Help Yourself – Help Yourself (1971) (2017 Music On Vinyl)
Help Yourself – Help Yourself
Vinyl rip in 24 bit 196 khz | Art at 600 and 300 dpi |
24-bit 192 khz 1.37 GB |24-bit 96 khz – 714 MB |16-bit 44.1 khz – 271 MB
Original Release 1971 Liberty | 2017 Music On Vinyl MOVLP 2044 | Psychedelic Rock / Folk-rock |
Dr. Vibes’ 12 Days of Christmas – Day 8 – As a teenager in the US, I discovered Help Yourself in a second-hand record shop in the late 1980s, and thought that “Strange Affair” was their first album for the next twenty years. At the time Al Gore hadn’t invented the internet yet, and if you could find any mention of the band in music encylopedia / anthology-type books, it was as a footnote to the more famous Man band from Wales, which Help Yourself frontman Malcolm Morley joined for a while. But they had their own sound, and their own cult following in the UK. This debut album is inferior to the ones that followed it, but rare as hen’s teeth as an original pressing, so I was pretty excited when I saw that reissue label Music On Vinyl had chosen to release it.
A1 I Must See Jesus For Myself 4:00
A2 To Katherine They Fell 3:35
A3 Your Eyes Are Looking Down 4:30
A4 Old Man 6:45
B1 Look At The View 2:30
B2 Paper Leaves 3:15
B3 Running Down Deep 3:30
B4 Deborah 3:35
B5 Street Songs 5:35
Bass – Ken Whaley
Drums, Percussion, Vocals – Dave Charles
Engineer – Anton Mathews
Guitar, Keyboards, Vocals – Malcolm Morley
Guitar, Vocals, Harmonica – Richard Treece
Producer – Dave Robinson
Originally released on Liberty (LBS 83484 – UK only)
LINEAGE: Music On Vinyl MOVLP2044, unplayed vinyl; Pro-Ject RM-5SE with Audio Tecnica AT440-MLa cartridge; Speedbox power supply; Creek Audio OBH-15; Audioquest King Cobra cables; M-Audio Audiophile 192 Soundcard ; Adobe Audition at 32-bit float 192khz; clicks and pops removed with Click Repair on very light settings, manually auditioning the output; further clicks removed with Adobe Audition 3.0; dithered and resampled using iZotope RX Advanced. Converted to FLAC in either Trader’s Little Helper or dBPoweramp. Tags done with Foobar 2000 and Tag and Rename.
From a personal correspondence with Music On Vinyl, “We received and used high res audio files (96 KHZ / 24 BIT) of the original masters for the Help Yourself album.”

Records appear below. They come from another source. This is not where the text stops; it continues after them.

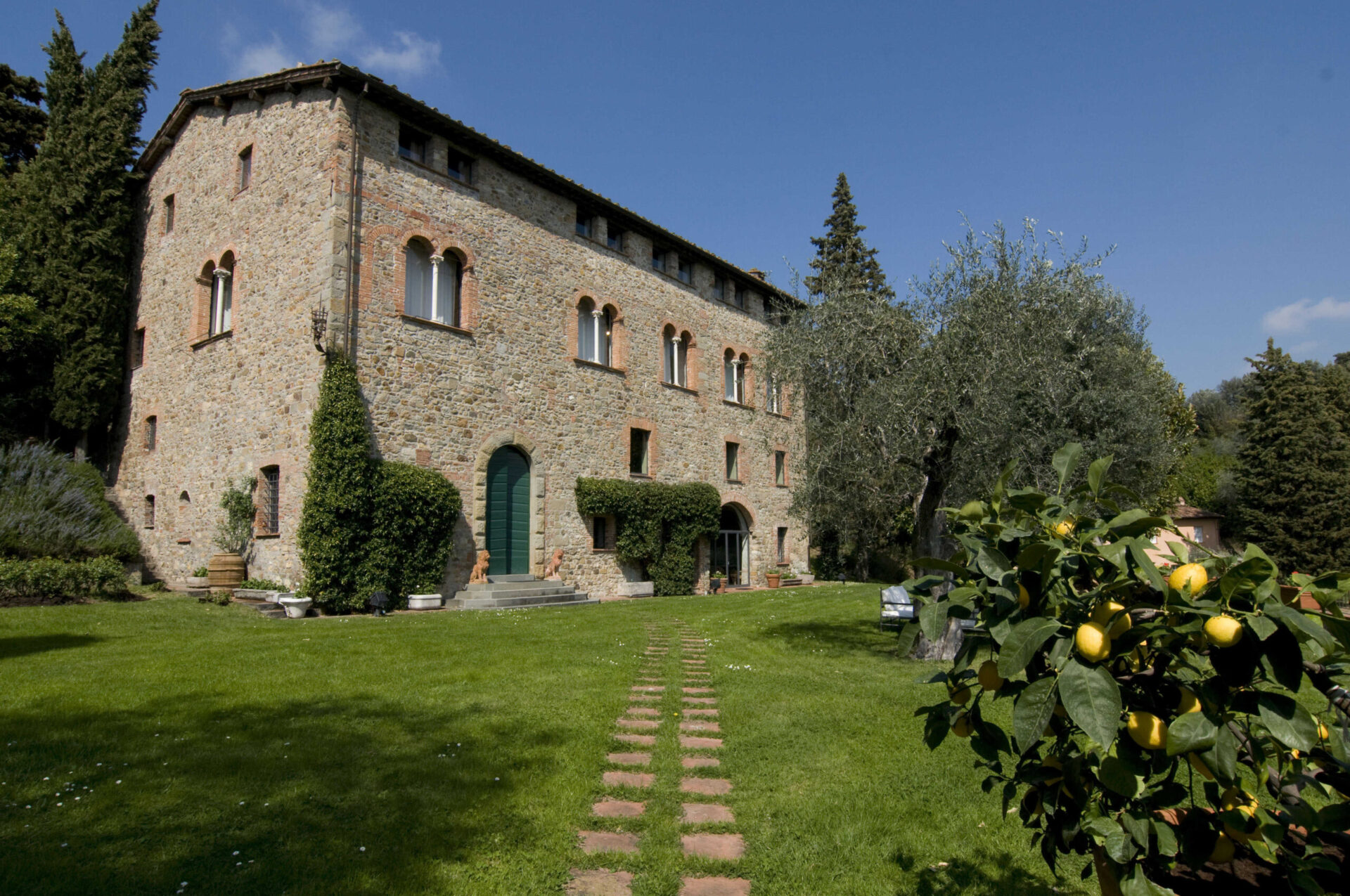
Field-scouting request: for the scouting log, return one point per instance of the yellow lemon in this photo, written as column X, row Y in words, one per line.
column 1223, row 850
column 1107, row 610
column 1093, row 642
column 1148, row 730
column 1222, row 630
column 1190, row 574
column 989, row 676
column 1198, row 764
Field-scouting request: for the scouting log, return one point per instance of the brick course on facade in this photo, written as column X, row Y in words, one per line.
column 440, row 394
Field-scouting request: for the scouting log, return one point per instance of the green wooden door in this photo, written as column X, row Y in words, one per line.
column 508, row 512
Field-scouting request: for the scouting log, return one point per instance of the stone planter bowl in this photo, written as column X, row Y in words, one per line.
column 296, row 608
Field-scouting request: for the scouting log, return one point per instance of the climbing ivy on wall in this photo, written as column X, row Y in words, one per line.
column 658, row 524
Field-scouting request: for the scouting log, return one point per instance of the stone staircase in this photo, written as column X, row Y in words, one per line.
column 506, row 592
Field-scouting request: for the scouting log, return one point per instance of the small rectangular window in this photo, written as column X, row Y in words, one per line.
column 269, row 501
column 412, row 145
column 138, row 347
column 459, row 167
column 639, row 444
column 245, row 168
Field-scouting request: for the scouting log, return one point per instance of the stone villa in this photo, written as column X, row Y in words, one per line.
column 510, row 330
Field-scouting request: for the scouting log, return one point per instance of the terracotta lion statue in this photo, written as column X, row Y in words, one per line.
column 554, row 566
column 480, row 574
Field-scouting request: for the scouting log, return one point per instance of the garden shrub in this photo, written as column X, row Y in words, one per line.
column 335, row 516
column 412, row 531
column 58, row 579
column 658, row 524
column 1156, row 721
column 51, row 507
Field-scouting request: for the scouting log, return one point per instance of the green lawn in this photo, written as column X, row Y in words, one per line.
column 149, row 744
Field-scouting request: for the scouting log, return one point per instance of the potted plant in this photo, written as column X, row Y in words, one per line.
column 227, row 570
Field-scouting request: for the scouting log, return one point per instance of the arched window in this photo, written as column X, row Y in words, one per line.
column 418, row 280
column 733, row 377
column 594, row 332
column 221, row 296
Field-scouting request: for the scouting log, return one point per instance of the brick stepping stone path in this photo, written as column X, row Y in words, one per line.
column 648, row 705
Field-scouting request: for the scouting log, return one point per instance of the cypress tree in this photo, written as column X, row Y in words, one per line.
column 843, row 257
column 335, row 520
column 22, row 119
column 72, row 215
column 1294, row 469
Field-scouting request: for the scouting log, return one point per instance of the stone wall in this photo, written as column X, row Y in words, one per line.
column 439, row 396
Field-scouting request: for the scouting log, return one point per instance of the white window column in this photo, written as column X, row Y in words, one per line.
column 435, row 287
column 218, row 311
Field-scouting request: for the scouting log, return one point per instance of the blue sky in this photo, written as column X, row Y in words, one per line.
column 1209, row 143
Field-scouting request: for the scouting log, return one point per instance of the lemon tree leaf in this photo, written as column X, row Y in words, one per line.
column 1031, row 713
column 1093, row 699
column 1022, row 642
column 1191, row 733
column 1287, row 721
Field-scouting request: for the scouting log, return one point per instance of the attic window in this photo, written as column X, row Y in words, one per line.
column 458, row 165
column 412, row 145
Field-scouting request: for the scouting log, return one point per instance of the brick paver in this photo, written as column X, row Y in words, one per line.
column 629, row 759
column 628, row 779
column 692, row 743
column 600, row 881
column 705, row 814
column 619, row 809
column 705, row 786
column 714, row 887
column 608, row 843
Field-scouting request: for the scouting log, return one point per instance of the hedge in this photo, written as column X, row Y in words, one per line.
column 51, row 578
column 658, row 524
column 412, row 529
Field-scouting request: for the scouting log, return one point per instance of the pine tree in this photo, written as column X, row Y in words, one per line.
column 1294, row 469
column 72, row 216
column 842, row 255
column 22, row 119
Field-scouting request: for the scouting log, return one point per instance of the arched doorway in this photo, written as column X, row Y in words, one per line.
column 732, row 547
column 508, row 512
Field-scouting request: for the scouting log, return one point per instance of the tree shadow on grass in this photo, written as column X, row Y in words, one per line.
column 26, row 644
column 980, row 874
column 355, row 795
column 836, row 637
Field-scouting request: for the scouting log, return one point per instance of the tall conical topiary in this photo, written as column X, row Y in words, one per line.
column 1294, row 469
column 335, row 520
column 843, row 257
column 70, row 212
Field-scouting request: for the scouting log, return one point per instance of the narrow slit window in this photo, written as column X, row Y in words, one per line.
column 245, row 168
column 639, row 446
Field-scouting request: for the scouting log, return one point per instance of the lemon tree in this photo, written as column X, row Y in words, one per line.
column 1155, row 720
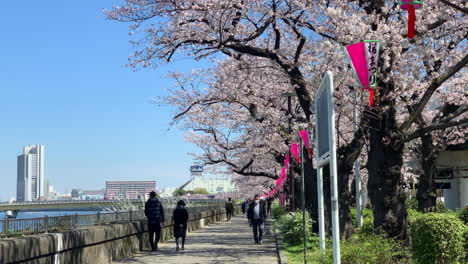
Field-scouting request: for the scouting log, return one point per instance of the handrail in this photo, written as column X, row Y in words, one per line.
column 61, row 223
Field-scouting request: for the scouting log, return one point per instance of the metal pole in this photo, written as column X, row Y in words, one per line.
column 333, row 178
column 321, row 214
column 303, row 202
column 320, row 208
column 357, row 174
column 292, row 204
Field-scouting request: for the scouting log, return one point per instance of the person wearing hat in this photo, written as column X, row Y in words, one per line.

(continued)….. My local “dealer” / record store owner had told me that since I liked moody, meander-y, mellow-but-intense groups like Quicksilver Messenger Service and the Dead, then I would probably like Help Yourself and Man, and he was right.” I think he sold me his copy of Man’s Rhinos, Winos & Lunatics either that same day or on my next visit. The Help’s (as their fans called them) debut album was never issued on my side of the pond, so it was quite a surprise when I discovered that Strange Affair *wasn’t* their debut record. Though I couldn’t have had much anticipation for something I never knew existed, it was still a bit anti-climactic to hear it. The record is pretty good, but Morley is still finding his musical identity as a writer, and the shameless Neil Young-isms on a few tracks here are a bit cringey. I mean, they actually have a track titled “Old Man,” with a riff that sounds like it was lifted from ‘Down By The River.’ But on quite a few other tunes here, they serve up generous, um, helpings of the type of stuff that would define their style over their brief run in the next few years – melancholic rustic rock with a slightly haunted, coming-down-from-a-high psychedelic vibe. They could really layer the multiple guitars on these tunes when Morley wasn’t switching to keyboards, but they kept it mellow and un-Skynyrd. Tunes like “To Katherine They Fell,” and the closing trifecta of “Running Down Deep,” “Deborah,” and “Street Songs” are as good as anything on their subsequent albums (although Street Songs suffers from some questionable lyrics, which were never Morley’s greatest strength). The sound is quite nice on this pressing and I highly recommend picking up a copy while you still can if you like this sort of thing.
And for anyone wondering where they might have heard his name before, Malcolm Morley went on to participate in a variety of pub-rock &punk groups like Wreckless Eric, The Tyla Gang, and Ian Gomm, as well as being a part of the solo excursions from Deke Leonard of Man.